Seien Sie unbequem. Denken Sie daran, dass Sie eine wichtige demokratiepolitische Aufgabe erfüllen, und gehen Sie mit Selbstbewusstsein an Ihre Arbeit. Verlassen Sie sich nicht nur auf die Infos, die man Ihnen zusteckt, sondern fordern Sie in Eigeninitiative Informationen ein. Lassen Sie sich nicht abwimmeln. Bestehen Sie darauf, dass man Ihre Rechercheanfragen beantwortet. Holen Sie die Menschen aus ihrer Bubble. Holen Sie sich selbst aus Ihrer Bubble. Betrachten Sie sich nicht als fehlerlos, soll heißen: Etablieren Sie in Ihrem Medium eine Fehlerkultur, die diesen Namen verdient, mit allen notwendigen Berichtigungen, Errata und Entschuldigungen. Arbeiten Sie multimedial.
Die Zeiten, als es für einen Zeitungsjournalisten reichte, das Papier des nächsten Tages zu bedrucken, sind so versunken wie die mechanischen Schreibmaschinen. Im Übrigen ist zu konstatieren, dass früher, in der vorgeblich goldenen Zeit des Journalismus, keineswegs alles besser war. Die ethischen Standards im Journalismus (sagen wir lieber: im seriösen Journalismus) sind höhere geworden, auch wenn ein Blick auf etliche vorgeblich journalistische Produkte das Gegenteil nahelegt.

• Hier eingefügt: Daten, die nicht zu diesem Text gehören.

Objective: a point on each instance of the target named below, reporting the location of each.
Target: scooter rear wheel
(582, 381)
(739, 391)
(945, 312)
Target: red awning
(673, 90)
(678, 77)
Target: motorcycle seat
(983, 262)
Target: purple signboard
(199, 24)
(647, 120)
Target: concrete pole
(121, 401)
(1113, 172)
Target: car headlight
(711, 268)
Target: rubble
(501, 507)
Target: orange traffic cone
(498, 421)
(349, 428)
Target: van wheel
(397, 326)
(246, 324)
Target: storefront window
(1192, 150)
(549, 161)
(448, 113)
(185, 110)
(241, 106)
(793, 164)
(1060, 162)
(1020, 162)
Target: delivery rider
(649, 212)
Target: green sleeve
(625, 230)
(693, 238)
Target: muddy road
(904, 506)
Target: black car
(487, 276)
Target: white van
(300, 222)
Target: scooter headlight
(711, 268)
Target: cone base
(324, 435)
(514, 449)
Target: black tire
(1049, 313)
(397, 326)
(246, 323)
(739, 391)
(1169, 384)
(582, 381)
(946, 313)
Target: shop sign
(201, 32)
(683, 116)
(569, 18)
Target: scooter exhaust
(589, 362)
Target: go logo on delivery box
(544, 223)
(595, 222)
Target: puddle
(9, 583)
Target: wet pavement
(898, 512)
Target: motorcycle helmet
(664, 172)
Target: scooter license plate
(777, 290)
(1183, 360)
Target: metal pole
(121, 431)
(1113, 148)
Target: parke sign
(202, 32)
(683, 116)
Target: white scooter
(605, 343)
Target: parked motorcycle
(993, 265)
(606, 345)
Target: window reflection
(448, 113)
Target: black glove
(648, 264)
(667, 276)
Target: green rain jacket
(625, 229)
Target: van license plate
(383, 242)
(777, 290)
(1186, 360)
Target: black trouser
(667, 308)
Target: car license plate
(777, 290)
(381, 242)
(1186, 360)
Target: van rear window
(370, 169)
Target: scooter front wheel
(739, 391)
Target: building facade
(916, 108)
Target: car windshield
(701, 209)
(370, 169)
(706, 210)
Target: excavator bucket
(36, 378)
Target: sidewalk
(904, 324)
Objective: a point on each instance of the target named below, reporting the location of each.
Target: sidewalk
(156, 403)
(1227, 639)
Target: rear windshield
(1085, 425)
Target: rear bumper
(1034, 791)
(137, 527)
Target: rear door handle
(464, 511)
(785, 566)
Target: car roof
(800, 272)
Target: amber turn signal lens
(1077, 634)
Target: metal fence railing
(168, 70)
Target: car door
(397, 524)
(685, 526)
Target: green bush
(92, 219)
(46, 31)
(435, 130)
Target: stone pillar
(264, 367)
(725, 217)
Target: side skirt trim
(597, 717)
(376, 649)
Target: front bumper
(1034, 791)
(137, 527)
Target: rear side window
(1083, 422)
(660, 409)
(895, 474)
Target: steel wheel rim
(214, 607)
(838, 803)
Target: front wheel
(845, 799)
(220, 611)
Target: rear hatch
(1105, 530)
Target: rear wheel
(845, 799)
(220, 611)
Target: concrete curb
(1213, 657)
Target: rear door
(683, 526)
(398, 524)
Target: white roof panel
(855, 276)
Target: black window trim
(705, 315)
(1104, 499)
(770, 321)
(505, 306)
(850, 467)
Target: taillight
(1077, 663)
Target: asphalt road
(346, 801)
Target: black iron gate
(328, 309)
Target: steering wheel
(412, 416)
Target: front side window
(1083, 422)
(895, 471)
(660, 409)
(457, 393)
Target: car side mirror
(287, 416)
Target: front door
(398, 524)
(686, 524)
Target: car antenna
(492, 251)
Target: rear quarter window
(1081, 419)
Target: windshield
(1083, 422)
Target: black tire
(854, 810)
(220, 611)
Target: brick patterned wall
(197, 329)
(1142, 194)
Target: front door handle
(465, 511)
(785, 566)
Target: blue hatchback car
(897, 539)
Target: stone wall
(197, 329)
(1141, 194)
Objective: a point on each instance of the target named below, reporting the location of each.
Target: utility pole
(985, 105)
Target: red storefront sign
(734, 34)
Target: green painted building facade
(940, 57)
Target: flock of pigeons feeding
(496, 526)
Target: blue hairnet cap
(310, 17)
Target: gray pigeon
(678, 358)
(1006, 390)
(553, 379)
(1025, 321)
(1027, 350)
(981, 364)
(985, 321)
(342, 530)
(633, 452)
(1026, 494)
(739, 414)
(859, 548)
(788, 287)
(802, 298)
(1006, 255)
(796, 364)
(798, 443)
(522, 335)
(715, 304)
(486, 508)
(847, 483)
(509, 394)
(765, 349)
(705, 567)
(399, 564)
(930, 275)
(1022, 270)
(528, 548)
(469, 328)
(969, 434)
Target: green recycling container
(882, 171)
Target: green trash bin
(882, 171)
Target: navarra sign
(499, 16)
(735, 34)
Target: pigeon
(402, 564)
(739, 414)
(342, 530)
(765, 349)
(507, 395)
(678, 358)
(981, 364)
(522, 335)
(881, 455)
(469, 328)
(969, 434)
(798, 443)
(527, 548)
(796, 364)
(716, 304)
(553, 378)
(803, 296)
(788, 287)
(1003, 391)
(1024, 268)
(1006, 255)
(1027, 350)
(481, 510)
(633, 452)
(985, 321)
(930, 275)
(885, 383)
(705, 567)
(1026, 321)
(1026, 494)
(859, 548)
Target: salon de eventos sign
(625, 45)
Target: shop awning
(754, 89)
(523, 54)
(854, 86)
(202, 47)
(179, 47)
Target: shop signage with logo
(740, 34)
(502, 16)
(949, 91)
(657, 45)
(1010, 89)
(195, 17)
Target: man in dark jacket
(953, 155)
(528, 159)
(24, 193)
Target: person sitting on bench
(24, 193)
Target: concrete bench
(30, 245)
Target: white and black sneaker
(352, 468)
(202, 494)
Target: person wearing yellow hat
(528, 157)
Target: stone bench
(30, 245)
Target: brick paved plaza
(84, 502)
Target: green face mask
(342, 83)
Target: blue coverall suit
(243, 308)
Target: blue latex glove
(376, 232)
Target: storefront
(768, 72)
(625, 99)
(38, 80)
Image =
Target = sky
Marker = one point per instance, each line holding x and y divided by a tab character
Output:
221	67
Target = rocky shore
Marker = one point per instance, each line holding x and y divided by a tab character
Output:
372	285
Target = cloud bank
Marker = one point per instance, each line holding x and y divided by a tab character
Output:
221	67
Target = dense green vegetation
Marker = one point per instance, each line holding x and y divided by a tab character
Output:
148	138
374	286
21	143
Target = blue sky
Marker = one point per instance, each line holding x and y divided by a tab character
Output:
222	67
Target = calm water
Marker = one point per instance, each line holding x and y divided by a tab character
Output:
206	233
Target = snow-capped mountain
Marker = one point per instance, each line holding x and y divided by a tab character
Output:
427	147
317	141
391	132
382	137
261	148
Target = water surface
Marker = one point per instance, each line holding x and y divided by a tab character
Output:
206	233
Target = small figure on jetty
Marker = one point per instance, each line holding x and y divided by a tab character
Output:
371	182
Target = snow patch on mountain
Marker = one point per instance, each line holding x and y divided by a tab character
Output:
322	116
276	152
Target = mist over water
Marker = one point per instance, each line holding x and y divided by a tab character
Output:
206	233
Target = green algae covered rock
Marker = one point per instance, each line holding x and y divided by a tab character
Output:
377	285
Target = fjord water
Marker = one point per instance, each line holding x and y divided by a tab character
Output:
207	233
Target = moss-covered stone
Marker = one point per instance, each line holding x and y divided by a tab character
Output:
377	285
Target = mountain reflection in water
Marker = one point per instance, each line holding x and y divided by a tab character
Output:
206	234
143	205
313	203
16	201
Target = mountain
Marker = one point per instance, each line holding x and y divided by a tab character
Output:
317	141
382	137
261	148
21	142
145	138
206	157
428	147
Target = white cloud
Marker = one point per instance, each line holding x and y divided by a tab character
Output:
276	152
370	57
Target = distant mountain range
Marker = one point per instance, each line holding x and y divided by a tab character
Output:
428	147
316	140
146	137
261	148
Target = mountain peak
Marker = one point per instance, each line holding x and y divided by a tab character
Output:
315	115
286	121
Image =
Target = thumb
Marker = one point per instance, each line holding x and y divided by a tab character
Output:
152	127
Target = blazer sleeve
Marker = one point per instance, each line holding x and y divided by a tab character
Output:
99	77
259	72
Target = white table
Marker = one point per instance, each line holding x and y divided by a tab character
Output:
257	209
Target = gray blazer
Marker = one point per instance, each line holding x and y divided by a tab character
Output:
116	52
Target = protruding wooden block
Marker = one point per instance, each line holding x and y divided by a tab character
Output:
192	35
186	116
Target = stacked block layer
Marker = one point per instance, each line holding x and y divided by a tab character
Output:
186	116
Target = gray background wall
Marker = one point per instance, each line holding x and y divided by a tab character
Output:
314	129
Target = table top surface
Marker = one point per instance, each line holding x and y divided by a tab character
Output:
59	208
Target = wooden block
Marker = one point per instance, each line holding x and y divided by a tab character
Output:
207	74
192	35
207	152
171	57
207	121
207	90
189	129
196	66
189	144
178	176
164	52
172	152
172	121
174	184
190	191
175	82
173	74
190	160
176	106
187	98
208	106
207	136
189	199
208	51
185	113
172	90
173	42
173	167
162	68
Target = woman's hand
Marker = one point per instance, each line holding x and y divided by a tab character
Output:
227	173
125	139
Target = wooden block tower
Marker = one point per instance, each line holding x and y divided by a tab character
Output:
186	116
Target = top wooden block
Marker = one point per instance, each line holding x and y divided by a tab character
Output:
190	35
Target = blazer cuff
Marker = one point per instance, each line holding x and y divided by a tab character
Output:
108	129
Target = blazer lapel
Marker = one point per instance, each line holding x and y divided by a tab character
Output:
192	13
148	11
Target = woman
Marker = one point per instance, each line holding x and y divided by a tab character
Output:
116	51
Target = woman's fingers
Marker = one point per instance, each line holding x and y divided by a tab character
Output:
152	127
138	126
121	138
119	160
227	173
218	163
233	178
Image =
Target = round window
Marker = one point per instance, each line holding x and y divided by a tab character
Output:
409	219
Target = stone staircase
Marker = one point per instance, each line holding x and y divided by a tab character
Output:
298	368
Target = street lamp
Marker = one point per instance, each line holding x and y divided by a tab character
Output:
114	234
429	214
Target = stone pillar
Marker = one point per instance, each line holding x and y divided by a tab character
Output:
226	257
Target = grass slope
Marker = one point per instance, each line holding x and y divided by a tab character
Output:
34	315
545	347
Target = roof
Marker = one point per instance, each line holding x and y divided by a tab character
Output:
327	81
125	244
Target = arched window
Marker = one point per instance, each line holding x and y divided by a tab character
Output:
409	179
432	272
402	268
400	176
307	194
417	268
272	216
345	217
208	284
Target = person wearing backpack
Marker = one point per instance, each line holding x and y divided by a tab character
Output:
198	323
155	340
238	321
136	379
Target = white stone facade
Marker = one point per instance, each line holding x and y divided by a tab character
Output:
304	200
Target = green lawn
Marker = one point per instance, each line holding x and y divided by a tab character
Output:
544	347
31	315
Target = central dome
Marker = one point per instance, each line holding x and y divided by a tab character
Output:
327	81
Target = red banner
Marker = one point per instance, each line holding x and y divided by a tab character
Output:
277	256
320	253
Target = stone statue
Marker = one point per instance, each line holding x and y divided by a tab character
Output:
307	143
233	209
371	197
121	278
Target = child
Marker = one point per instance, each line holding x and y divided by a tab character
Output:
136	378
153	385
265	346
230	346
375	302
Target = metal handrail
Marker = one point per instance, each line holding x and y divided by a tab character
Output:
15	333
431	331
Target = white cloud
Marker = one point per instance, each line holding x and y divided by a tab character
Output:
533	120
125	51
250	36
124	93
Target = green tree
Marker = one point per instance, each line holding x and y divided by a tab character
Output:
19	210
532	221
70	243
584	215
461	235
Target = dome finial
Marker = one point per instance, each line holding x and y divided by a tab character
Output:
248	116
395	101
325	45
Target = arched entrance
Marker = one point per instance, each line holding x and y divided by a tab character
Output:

Übrigens: Wissen Sie ein kürzeres Wort für Familienlastenausgleichsfonds? Bitte sagen Sie jetzt nicht: Flaf. Das klingt wie die Blähung einer Comicfigur und ist in seiner Unverständlichkeit eine Verhöhnung der Leserinnen und Leser. Ich schlug damals „Familienfonds“ vor. Wenig originell. Aber immer noch ganz brauchbar, wie ich finde. Es hat sich nichts geändert. Und alles.
ARMIN THURNHER HERAUSGEBER UND MITGRÜNDER DES FALTER
Wie eine bürgerliche Öffentlichkeit und redaktioneller Raum entstanden ist
Wir leben im Zeitalter des Journalismus. Beide, Zeitalter und Journalismus, bringen einander in Gefahr. Zwar gab es noch nie so viel Journalismus und Medien wie heute, und zeitweise glaubten manche, mit der Ankunft digitaler Medien sei nun jeder Mensch Journalist, jedoch sind Journalismus und Medien keineswegs dasselbe. Es könnte durchaus sein, dass Medien dem Journalismus ein Ende setzen.
Journalismus ist eine Kulturtechnik, Realität so zu berichten, dass der Bericht gewissen Anforderungen an Wahrhaftigkeit, Genauigkeit und Kompetenz entspricht und sein Publikum so über Dinge informiert, die es selbst aus räumlichen oder zeitlichen Gründen nicht wahrnehmen kann. Um das zu erreichen, hat Journalismus Verfahrensweisen und Grundsätze entwickelt, ohne deren Einhaltung er es eben nicht ist. Das vorliegende Buch handelt von ihnen.
Man könnte behaupten, dass Journalismus, so definiert, ohne Demokratie nicht vorstellbar ist, und umgekehrt gilt das Gleiche. Leider ist Journalismus ohne Demokratie so gut möglich wie Kapitalismus.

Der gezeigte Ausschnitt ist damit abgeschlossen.